Now that you know how much debt you are carrying, it’s time to set up a plan to pay it off. A debt consolidation loan can be helpful when trying to eliminate debt, because you have just one loan and one monthly payment to keep track of.
If you’re a homeowner, you can consolidate your debt using the equity in your home, which will likely give you a lower interest rate because the debt is secured by your home. Equity is the part of your home that you actually own. You can build equity two ways:
- By paying down the principal, or loan amount, on your home
- Through appreciation in the value of your home
When you sell your home, the home equity is the cash that you get after paying off your mortgage. But you can also access that money while still living in your home and use it to pay off other debts.
There are several ways you can access your home equity to pay off debt.
- Cash-out refinancing. This involves paying off your current mortgage and taking out a new, larger mortgage. You get the difference in cash that you can use to pay off your debt. For example, if you have a $90,000 mortgage on a home that is worth $180,000, you can refinance and get a mortgage for $120,000. You get the difference of $30,000 to pay off your debt. Although your monthly mortgage payment will go up, the interest rate on the debt should be lower, and your overall debt payments (mortgage plus other debt) should be lower.
- Home equity loan. Also known as a second mortgage, a home equity loan is similar to a first mortgage in that you receive a lump sum of money, and the interest and principal payments combine to pay off the loan within a specific number of years. Home equity loans often carry a 15-year term and usually have a slightly higher interest rate than a first mortgage. Again, the interest rate on your overall debt should be lower than what you are paying now, and your overall debt payments should be lower, as well.

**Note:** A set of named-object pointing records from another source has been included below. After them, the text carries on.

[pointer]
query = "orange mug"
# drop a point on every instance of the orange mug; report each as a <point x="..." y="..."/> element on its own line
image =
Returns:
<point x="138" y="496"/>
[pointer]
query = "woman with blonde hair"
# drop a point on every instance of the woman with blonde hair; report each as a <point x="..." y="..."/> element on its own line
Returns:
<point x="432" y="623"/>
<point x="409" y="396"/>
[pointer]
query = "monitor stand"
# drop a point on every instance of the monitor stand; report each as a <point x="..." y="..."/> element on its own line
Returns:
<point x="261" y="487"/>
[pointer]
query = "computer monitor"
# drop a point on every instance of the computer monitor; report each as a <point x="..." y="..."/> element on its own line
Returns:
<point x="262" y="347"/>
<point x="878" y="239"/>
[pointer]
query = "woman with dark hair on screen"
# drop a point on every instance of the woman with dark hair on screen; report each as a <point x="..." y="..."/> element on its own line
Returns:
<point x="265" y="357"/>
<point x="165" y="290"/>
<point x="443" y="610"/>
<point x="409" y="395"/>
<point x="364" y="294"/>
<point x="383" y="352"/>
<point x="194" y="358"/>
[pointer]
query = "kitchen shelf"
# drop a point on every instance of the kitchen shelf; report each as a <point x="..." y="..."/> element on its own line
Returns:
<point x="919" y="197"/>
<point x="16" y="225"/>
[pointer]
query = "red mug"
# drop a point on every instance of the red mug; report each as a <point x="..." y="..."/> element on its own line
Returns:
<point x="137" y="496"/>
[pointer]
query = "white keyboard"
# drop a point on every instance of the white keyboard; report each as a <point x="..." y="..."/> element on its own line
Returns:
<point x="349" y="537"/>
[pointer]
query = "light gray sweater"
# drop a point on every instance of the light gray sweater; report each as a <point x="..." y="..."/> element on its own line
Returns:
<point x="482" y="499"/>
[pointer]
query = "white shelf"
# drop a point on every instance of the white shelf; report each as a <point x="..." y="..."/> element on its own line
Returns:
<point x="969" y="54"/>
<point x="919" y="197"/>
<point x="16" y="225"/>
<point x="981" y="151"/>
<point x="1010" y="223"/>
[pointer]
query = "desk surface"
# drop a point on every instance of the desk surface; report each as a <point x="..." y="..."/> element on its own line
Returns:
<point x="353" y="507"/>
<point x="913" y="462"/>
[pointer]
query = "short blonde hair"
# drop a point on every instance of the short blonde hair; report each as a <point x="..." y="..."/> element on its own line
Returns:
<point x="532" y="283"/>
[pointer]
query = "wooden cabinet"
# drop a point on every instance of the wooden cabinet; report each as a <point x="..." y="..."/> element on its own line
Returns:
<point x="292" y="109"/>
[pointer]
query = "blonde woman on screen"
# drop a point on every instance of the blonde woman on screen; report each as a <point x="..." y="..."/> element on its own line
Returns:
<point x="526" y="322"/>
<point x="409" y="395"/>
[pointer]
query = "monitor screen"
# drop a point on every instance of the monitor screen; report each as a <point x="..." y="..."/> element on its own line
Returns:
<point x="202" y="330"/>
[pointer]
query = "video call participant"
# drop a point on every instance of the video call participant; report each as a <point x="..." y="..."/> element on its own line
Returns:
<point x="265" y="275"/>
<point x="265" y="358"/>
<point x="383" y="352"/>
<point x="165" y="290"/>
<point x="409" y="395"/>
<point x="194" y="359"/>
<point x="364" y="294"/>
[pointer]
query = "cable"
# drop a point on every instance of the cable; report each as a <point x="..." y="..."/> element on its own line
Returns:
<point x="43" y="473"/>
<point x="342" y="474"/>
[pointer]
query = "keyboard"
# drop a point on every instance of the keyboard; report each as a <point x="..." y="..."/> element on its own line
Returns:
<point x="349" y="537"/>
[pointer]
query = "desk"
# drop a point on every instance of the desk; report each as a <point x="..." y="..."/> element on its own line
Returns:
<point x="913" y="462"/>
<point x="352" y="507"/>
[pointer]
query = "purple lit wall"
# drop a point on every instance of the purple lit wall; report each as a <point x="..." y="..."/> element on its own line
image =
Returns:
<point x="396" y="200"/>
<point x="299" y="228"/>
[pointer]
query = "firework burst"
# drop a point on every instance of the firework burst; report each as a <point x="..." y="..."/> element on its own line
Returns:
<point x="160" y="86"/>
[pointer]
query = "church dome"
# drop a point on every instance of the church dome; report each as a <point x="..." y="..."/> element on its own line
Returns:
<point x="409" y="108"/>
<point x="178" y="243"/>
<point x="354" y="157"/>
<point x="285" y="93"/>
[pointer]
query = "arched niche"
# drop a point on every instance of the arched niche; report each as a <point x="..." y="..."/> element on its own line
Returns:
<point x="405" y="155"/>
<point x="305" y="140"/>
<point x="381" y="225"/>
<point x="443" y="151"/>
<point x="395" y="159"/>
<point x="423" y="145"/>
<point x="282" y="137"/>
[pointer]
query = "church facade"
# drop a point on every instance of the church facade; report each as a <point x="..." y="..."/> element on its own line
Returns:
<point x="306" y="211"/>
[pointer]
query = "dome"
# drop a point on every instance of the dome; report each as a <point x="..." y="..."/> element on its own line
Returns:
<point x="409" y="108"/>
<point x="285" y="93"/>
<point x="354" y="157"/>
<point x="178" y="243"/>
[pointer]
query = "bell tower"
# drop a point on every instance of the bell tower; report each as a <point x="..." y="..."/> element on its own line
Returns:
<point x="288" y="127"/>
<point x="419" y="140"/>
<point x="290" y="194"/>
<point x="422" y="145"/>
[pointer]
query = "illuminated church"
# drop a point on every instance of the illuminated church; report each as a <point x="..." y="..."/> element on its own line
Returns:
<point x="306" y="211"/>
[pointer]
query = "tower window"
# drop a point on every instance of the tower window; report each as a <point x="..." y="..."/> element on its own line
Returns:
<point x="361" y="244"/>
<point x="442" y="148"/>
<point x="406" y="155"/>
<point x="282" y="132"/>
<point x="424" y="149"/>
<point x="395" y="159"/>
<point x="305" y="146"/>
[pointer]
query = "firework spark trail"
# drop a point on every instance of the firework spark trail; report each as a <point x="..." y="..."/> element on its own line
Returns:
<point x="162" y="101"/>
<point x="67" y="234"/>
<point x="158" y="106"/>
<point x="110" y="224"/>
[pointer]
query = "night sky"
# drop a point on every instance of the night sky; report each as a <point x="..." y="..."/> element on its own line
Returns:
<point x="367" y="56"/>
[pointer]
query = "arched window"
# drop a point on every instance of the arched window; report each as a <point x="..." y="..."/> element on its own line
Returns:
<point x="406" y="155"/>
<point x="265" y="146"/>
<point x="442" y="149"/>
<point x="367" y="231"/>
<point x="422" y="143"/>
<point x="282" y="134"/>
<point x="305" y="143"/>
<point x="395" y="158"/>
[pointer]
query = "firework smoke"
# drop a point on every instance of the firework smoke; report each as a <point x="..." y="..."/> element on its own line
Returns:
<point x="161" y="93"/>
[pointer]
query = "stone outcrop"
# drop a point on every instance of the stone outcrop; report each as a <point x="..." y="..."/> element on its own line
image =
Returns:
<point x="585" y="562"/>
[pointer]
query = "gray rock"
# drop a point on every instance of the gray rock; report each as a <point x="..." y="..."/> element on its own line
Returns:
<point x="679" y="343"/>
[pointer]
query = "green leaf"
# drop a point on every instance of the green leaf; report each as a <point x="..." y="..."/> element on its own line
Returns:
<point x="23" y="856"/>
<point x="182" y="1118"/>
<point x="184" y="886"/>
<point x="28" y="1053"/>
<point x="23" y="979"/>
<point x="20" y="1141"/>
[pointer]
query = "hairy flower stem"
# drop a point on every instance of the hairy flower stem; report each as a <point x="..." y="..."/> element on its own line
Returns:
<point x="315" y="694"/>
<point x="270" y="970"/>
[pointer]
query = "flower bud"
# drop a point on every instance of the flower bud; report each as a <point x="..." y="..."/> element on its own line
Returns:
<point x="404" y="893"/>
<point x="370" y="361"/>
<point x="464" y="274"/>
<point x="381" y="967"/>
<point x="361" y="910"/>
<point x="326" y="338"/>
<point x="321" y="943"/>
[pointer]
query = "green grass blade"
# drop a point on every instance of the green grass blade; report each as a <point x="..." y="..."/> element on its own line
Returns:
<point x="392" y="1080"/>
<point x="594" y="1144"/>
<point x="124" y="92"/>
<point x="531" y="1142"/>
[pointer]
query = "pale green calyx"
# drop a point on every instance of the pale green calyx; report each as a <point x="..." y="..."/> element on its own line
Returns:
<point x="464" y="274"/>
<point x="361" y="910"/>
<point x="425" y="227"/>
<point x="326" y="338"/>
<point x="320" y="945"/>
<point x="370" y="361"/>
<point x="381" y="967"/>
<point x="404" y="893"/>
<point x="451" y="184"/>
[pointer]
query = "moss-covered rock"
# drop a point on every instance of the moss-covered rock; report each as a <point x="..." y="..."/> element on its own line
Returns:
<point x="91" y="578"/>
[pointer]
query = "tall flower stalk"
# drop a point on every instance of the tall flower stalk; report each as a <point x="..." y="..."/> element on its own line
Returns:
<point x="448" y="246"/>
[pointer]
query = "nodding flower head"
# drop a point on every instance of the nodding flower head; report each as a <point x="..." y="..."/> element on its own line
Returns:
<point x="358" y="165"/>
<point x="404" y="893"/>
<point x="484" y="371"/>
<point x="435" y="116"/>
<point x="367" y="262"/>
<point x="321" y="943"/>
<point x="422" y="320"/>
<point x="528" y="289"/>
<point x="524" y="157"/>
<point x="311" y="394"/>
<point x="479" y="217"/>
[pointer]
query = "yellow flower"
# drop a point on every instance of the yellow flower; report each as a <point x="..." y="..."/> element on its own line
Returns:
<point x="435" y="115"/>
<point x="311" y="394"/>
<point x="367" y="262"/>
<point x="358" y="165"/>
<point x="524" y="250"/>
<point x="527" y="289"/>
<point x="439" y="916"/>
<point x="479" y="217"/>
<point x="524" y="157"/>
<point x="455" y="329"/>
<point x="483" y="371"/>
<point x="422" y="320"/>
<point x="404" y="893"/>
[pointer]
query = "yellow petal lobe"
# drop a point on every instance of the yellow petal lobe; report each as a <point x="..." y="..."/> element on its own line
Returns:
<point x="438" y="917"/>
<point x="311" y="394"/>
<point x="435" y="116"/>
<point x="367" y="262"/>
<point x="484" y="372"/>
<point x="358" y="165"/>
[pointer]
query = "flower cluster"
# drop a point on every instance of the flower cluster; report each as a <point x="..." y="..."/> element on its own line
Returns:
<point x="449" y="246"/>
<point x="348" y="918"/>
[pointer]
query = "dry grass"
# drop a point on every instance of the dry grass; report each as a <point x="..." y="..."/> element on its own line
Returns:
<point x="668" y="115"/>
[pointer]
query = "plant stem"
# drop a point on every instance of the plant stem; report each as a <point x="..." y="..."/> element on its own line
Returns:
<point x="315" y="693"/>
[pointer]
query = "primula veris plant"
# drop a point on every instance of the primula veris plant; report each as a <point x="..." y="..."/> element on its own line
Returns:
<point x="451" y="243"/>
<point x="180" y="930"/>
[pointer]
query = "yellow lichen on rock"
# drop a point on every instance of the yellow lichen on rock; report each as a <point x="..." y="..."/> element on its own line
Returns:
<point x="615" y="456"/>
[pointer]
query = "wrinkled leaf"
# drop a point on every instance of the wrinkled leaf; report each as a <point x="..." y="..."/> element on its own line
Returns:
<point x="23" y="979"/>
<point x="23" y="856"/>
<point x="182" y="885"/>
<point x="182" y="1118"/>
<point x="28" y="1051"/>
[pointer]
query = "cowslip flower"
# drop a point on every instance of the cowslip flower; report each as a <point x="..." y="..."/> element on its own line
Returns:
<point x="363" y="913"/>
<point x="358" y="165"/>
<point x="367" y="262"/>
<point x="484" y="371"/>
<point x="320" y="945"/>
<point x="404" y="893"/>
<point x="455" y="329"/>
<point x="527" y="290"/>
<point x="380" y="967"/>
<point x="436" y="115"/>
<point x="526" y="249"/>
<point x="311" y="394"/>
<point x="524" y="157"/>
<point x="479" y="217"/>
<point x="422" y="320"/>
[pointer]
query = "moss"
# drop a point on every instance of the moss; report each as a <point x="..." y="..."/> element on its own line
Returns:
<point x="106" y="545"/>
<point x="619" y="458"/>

- Home equity line of credit (HELOC). With a HELOC, you access the equity in your home as needed through a checkbook tied to your loan account. HELOCs have adjustable interest rates and you are charged interest only on the amount you withdraw, rather than the entire credit limit. The line of credit is typically for 10 or 20 years, and then there is a fixed period to pay off the remainder of the loan and interest. The interest rate on a HELOC is generally higher than on mortgages and home equity loans.
For a situation in which you need money in one lump sum, such as with consolidating debt, cash-out refinancing or a home equity loan are usually better choices than a HELOC. This is because a cash-out refinance or home equity loan will likely carry lower interest rates, and the rate can be fixed so you have the security of knowing how much your payments are each month. With a HELOC, you may also be tempted to pay only interest on the loan each month, which does nothing to actually reduce your debt load.
One note of caution with any type of home equity loan – the collateral for the loan is your house. This means if you default on your loan, you can lose your home. Before getting a home equity loan, be sure that you can afford the monthly payments. In addition, with all of these options, you reduce the equity in your home until you repay the debt. So, let’s say you bought your house for $200,000 and sell it for $250,000. You also have a home equity loan for $20,000. Instead of having $50,000 of equity at closing, you have only the difference, $30,000. However, all of the debt that you used the home equity loan to consolidate is now paid off.
Personal Loans for Non-Homeowners
If you do not own a home or do not have much equity in your home, you can still consolidate your debt. Instead of a loan backed by your home, you can use a personal loan. A personal loan will usually carry a higher interest rate than a loan using a home to secure it, but the interest rate can still be lower than that of a credit card. If you can lower your interest rate with a personal loan, you should still be able to lower your interest cost and pay off your loans more quickly.
Debt consolidation can be a smart move since it can help you get in control of your debt. In addition, the interest on home equity loans is usually tax deductible, meaning even more savings. But remember, consolidating your debt and then continuing to run up credit cards will put you in a worse situation than before you started. You must couple a debt consolidation loan with discipline in your spending.